Amérique

Sebastián Abreu, le globe-trotter

La saison 2021 en Uruguay a été marquée par le premier titre de Plaza Colonia dans le tournoi d’ouverture, l’épopée de Peñarol en Sudamericana ou encore le départ du Colo Ramírez vers l’Europe. Mais c’était aussi la dernière saison professionnelle de Sebastián Abreu. L’attaquant de 44 ans a mis un terme à sa carrière le 11 juin dernier. L’occasion pour nous de revenir sur sa carrière de vingt-cinq années hautes en couleurs.

Un joueur pas comme les autres

La scène, on la connaît tous. Le 2 juillet 2010 contre le Ghana, après la désormais mythique main de Suárez, El Loco Abreu s’avance pour tirer l’ultime penalty de la séance de tirs au but. Le gaucher entame sa course d’élan et trompe Richard Kingson d’une somptueuse panenka. Ce geste audacieux envoie la Celeste en demi-finale du Mondial sud-africain, quarante ans après s’y être hissée pour la dernière fois. Les fans de Botafogo ne sont pas surpris, quelques semaines auparavant déjà, l’Uruguayen leur offrait le championnat Carioca grâce à ce geste en finale contre Flamengo. D’ailleurs il en fait même sa marque de fabrique. Dingue du geste le plus fou du football, il en tente carrément deux en l’espace de trois minutes dans un match contre Fluminense. Et oui, pas Loco pour rien le bonhomme.

Sebastian Washington Gallo Abreu, de son nom complet, sous les couleurs de l’Aris Salonique face l’AEK Athènes en 2009.

Mais Abreu, ce ne sont pas que des panenkas.

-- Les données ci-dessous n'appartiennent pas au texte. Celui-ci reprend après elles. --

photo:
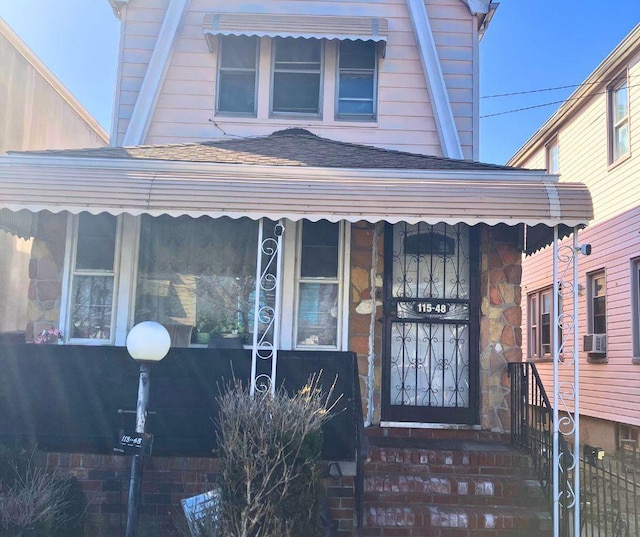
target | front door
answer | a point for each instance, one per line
(431, 318)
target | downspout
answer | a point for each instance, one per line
(442, 112)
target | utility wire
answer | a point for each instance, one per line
(539, 90)
(546, 104)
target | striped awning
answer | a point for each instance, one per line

Il est le joueur à avoir connu le plus de clubs professionnels dans sa carrière. En effet, il a joué pour trente-deux équipes dans onze pays différents : Chili, Brésil, Uruguay, Israël, Grèce, Salvador, Equateur, Argentine, Mexique, Espagne, Paraguay.

Si certains passages sont anecdotiques comme à l’Audax Italiano, le Beitar Jérusalem ou d’autres encore, il marque profondément certains de ces clubs. A commencer par le Nacional, où il signe à trois reprises et ravit les hinchas Tricolores avec ses myriades de buts. Il y devient d’ailleurs l’idole de Luis Suárez quelques années avant qu’ils ne se retrouvent en sélection. Sous les couleurs du Bolso, il est notamment un artisan majeur des championnats remportés en 2001 et 2005.

Avec un tempérament de folie

À Botafogo aussi, il émeut les foules avec, on l’a dit, un championnat Carioca remporté dès sa première année et pas moins de soixante-deux pions plantés en terres brésiliennes. Sebastián Abreu approche alors, pense-t-on, de la fin de sa carrière. Pourtant ses plus grandes heures en sélection sont à venir. On a déjà évoqué la Coupe du Monde 2010 dans laquelle l’Uruguay marque les esprits. Si de cette édition, chacun retient les performances sur le terrain de Diego Forlán ou même Diego Lugano, le Loco est extrêmement important par son apport dans le vestiaire. Tabárez le sait, il peut compter sur l’expérience et le charisme de son joueur pour se positionner en leader de son équipe. Même chose pour la Copa América 2011, avec cette fois un titre à la clé. D’ailleurs, il ne joue que quelques minutes symboliques dans cette compétition.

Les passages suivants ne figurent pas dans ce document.